56. Ons lezen van het evangelie zal oppervlakkig blijven zolang wij er alleen maar een boodschap gericht tot of een leven gekeerd naar de mens in zien. Het wezenlijke kernpunt van het evangelie is: de intieme verhouding van Jezus tot de Vader. Het geheim van het evangelie is: Jezus gekeerd tot de Vader. Dit is het fundamentele mysterie van het leven van onze Heer. Het aanroepen van de naam Jezus staat ons toe in werkelijkheid, zij het dan zwak en als in het voorbijgaan, aan dit mysterie deel te nemen.

57. In het begin was het Woord [Joh. 1,1]. De persoon van Jezus is het levende Woord, van alle eeuwigheid door de Vader gesproken. Omdat, door een bijzondere goddelijke beschikking, de naam ‘Jezus’ gekozen werd om het levende Woord, gesproken door de Vader, aan te duiden, mogen wij zeggen dat deze naam enigermate deel uitmaakt van die eeuwige zegging. Op een wat antropomorfische wijze (die gemakkelijk te verbeteren is) zouden we kunnen zeggen dat de naam Jezus het enige menselijke woord is dat de Vader eeuwig uitspreekt. De Vader brengt van alle eeuwigheid zijn Woord voort. Hij geeft zichzelf eeuwig in de voortbrenging van het Woord. Wanneer wij verlangen tot de Vader te naderen door het aanroepen van de naam Jezus, moeten wij, als wij de heilige naam uitspreken, op de eerste plaats Jezus zien als het voorwerp van de liefde en de gave van zichzelf van de Vader. Laat ons daarom proberen— op onze menselijke manier—het uitstromen van deze liefde en deze gave in de Zoon te ervaren. Wij hebben reeds de duif op Hem zien neerdalen, dus dan rest ons nog de stem van de Vader te vernemen die zegt: U bent Mijn geliefde Zoon, in U heb Ik Mijn welbehagen! [Lk. 3,22].

58. En nu moeten wij bescheiden trachten door te dringen in het zoonsbewustzijn van Jezus. Nadat wij in het woord ‘Jezus’ het uitzeggen van ‘mijn zoon’ door de Vader hebben ontdekt, moeten wij daarin van de andere kant Jezus’ uitzeggen van ‘mijn Vader’ trachten te beluisteren. Jezus kent geen ander verlangen dan de Vader te verkondigen en Zijn Woord te zijn. Niet alleen zijn alle handelingen van Jezus gedurende Zijn aardse leven daden van volmaakte gehoorzaamheid aan de Vader geweest: Mijn voedsel is dat Ik de wil doe van Hem Die Mij gezonden heeft [Joh. 4,34], niet alleen heeft de offerdood van Jezus aan de hoogste eis van de goddelijke liefde (waarvan de Vader de bron is) voldaan: Niemand heeft een grotere liefde dan deze, namelijk dat iemand zijn leven geeft [Joh. 15,13], maar Zijn hele wezen was een volmaakte weerspiegeling van de Vader. Jezus is de afstraling van Gods heerlijkheid en de afdruk van Zijn zelfstandigheid [Hebr. 1,3]. Het Woord was tot God [Joh. 1,1]; de vertaling bij God is niet juist. Deze eeuwige gerichtheid van de Zoon op de Vader, dit eeuwig gekeerd zijn naar Hem, moeten wij ervaren in de naam Jezus. Maar er is meer in de heilige naam dan enkel het gekeerd zijn naar de Vader.

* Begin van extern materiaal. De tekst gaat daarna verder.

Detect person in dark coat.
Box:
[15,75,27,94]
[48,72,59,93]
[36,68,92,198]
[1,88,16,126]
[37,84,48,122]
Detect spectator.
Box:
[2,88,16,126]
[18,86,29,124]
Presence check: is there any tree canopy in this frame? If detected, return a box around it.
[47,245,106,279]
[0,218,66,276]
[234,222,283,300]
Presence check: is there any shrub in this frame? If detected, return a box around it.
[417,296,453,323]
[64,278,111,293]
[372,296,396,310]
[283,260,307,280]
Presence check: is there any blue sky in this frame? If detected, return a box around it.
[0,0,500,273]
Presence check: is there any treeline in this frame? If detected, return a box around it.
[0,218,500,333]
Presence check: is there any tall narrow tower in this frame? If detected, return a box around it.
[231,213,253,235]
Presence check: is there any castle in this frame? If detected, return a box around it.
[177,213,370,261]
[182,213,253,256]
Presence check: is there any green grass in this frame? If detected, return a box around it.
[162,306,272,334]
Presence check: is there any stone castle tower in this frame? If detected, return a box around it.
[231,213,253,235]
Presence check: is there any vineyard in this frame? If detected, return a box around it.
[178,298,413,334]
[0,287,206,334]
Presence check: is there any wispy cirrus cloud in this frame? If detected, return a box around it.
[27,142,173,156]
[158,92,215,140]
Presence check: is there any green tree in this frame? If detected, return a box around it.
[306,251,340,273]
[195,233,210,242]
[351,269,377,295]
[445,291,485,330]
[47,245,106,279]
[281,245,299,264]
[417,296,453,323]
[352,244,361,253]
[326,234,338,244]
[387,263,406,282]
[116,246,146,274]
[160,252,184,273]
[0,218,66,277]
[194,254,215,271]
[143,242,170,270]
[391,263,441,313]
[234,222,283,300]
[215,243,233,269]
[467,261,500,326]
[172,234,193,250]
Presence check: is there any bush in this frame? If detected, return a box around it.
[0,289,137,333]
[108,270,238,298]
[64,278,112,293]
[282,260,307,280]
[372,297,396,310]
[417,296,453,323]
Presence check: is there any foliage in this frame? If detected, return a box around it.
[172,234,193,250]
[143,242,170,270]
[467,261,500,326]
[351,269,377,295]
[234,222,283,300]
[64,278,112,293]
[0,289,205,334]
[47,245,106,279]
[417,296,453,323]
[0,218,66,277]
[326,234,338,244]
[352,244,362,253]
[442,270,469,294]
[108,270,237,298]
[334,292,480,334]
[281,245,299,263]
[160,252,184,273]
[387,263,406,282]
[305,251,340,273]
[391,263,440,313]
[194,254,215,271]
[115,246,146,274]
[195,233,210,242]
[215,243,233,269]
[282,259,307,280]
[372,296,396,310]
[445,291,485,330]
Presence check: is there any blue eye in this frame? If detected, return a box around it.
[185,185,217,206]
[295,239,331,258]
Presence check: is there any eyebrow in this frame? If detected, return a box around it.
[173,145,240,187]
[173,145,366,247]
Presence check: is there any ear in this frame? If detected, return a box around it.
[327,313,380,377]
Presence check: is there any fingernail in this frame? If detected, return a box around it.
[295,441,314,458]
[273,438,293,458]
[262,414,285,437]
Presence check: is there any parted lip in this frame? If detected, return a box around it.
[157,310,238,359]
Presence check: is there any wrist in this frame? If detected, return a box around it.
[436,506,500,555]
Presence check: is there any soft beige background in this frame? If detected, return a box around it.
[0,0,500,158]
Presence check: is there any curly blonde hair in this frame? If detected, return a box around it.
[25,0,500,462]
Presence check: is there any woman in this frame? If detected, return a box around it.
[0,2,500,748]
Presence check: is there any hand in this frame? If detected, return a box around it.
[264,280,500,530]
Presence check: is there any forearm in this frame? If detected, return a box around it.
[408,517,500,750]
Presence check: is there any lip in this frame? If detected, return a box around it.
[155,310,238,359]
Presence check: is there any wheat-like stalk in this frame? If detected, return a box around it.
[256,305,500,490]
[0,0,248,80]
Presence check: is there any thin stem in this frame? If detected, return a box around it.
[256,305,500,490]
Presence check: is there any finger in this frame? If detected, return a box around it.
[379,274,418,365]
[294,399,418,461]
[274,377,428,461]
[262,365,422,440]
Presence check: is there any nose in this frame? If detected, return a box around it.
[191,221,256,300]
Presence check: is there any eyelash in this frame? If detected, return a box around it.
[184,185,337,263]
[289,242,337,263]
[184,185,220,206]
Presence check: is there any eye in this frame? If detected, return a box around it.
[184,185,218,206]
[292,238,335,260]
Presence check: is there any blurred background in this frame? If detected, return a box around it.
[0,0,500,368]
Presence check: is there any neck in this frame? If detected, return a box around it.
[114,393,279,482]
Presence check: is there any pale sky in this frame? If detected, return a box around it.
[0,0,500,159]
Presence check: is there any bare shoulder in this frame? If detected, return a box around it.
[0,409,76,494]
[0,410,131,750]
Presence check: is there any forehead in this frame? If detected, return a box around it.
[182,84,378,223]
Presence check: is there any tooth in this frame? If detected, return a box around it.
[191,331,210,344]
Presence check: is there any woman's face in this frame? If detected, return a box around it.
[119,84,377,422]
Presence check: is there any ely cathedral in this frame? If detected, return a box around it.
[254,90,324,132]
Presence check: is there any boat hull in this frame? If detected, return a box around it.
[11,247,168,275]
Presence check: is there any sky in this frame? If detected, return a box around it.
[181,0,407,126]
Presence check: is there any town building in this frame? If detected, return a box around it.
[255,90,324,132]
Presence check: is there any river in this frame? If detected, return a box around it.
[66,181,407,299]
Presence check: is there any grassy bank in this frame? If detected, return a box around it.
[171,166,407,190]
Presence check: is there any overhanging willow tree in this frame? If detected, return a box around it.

Wanneer wij ‘Jezus’ zeggen, kunnen wij enigermate Vader en Zoon samenbrengen, wij kunnen hun één-zijn realiseren en ons eigen maken. Op hetzelfde ogenblik dat wij de heilige naam uitspreken, zegt Jezus zelf tot ons, evenals Hij zei tot Filippus: Gelooft u niet dat Ik in de Vader ben en de Vader in Mij is? [Joh. 14,10].